More than a just sense of the old theatre, it is physically one and the same as its predecessor in that it reuses 90% of the original materials. The team created workshops, offices, a ‘writer’s study’, and a youth centre within it, expanding its use to ensure the building is fully inhabited. Similarly, the new cafe and bar are well used by theatre goers, but also the public, which increases daytime ‘traffic’.
There’s continuity in design between the Everyman Theatre, The National Theatre Studio and The Young Vic, which Marks worked on for Haworth Tompkins in 2002 and 2008 respectively, each with an attention to creating an ambience that invites you in and encourages you to linger.
Designing her own path
The Everyman win opened doors for Citizens Design Bureau and has led to opportunities to work on larger projects.
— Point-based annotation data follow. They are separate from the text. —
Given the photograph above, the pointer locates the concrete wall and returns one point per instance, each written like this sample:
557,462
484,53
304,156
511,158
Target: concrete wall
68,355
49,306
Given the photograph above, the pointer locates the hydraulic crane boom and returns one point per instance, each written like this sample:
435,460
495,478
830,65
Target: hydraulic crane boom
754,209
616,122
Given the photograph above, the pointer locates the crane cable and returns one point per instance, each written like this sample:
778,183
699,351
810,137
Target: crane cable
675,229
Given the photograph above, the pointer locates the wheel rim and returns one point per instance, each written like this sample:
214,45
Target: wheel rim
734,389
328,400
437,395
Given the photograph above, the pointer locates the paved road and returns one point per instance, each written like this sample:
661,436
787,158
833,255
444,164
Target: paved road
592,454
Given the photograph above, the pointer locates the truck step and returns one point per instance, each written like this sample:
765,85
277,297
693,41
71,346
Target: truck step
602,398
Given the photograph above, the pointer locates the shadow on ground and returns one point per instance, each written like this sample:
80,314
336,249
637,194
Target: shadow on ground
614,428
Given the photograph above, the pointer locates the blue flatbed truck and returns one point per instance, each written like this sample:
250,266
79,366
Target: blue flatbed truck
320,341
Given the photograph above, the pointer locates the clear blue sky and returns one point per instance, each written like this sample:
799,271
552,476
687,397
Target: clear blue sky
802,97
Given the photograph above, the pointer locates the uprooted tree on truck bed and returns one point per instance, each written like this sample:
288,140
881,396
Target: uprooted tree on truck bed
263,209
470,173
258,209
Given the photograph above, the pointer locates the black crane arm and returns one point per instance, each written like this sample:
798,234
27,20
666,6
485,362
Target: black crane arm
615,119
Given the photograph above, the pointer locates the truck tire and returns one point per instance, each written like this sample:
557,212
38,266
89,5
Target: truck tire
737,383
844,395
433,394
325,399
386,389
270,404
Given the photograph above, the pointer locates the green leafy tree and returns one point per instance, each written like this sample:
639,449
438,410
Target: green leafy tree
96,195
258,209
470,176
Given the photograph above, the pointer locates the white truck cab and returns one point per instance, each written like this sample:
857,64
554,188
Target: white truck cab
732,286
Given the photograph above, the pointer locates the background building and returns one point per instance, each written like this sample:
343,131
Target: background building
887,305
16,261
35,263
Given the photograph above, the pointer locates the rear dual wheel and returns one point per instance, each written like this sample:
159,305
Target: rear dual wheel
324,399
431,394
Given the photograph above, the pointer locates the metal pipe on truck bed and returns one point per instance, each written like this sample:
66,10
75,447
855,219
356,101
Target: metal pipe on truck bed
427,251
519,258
Marks is currently working on a major project for a new theatre in the West End with Cameron Macintosh, the producer responsible for the vast majority of the West End musical smash hits. Marks, however, insists she’s not just looking for bigger projects and heftier budgets.
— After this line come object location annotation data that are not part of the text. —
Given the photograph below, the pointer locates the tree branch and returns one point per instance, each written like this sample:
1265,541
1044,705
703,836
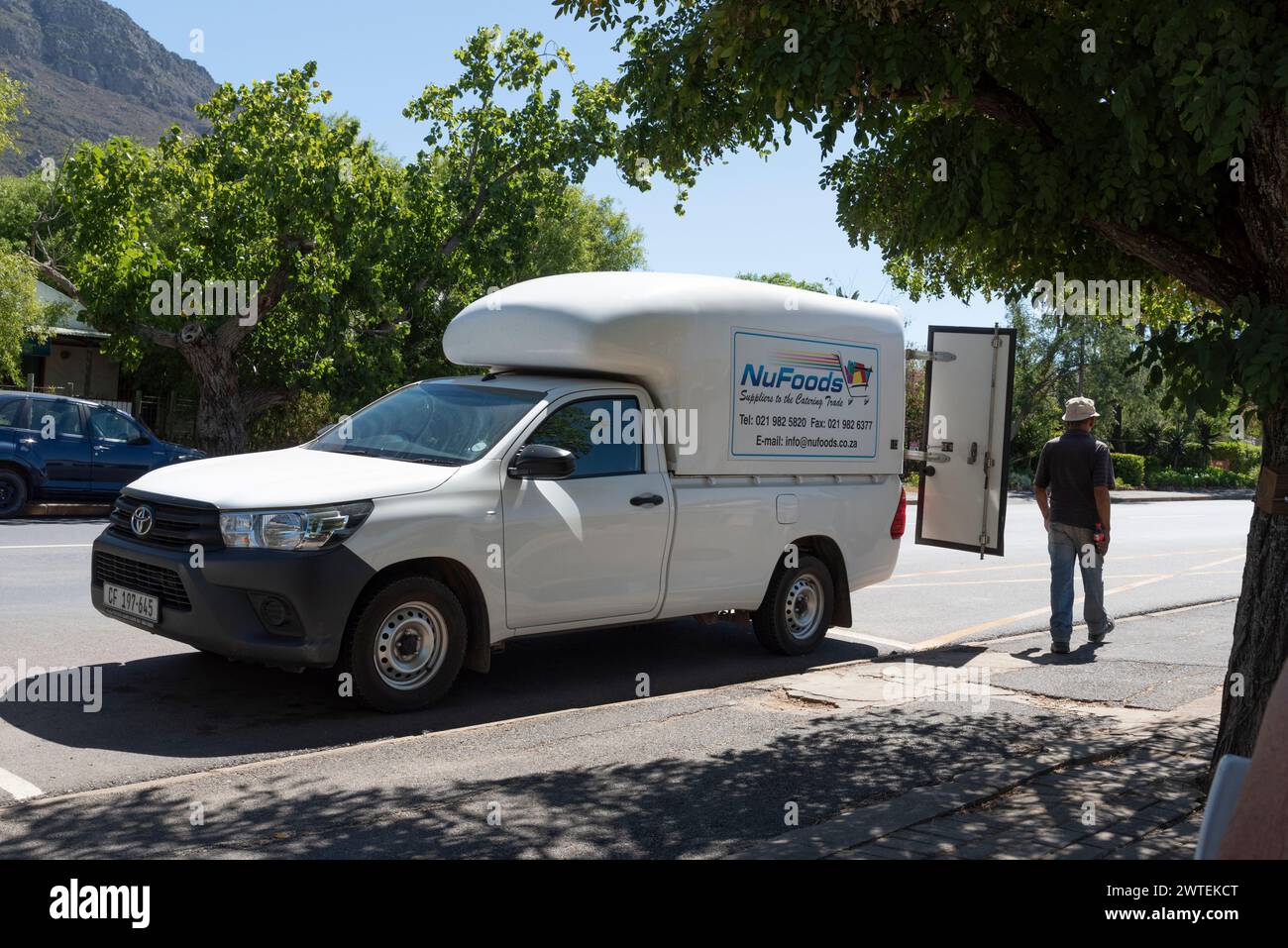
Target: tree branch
232,331
161,338
56,279
1210,275
1219,279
“I never wanted to set up a traditional architecture practice. It seems outmoded and outdated to sit and wait for clients to come to you,” Marks says. “I’m interested in developing a more diverse practice offering the traditional architecture service, but also design surgeries, events and resources as well as product design work, research and digital design”.
This approach is borne out of a realisation that the cost of tendering or competing for projects can be debilitating for smaller practices, in particular the amount of work expected before even getting the job. She also sees long-term partnerships with clients as a solution to this that would be mutually beneficial.
“So often we’re freely giving away our greatest asset – our ideas – at the beginning in the hope of getting a contract,” Marks says.
Citizens Design Bureau works to articulate the value of its early stage work including facilitation, strategic planning, business development or simply developing a deeper ongoing partnership with the client to ensure their vision is fully recognized. On recent projects, Citizens Design Bureau has designed everything down the smallest detail.
“With the Everyman Theatre, we wanted to express the client’s ethos in every facet of the project from the large scale right down to drinks coasters and toilet pictogram,” says Marks. “Everything related back to the overriding concept that it should have a personal, tactile and crafted feel to it.
“Rather than hand over a signature ‘one-size-fits-all design’, Marks believes ongoing dialogue with both the client and end user is key to realising a building that resonates with both parties. “We want to create places that’re special because they’re unique to you.”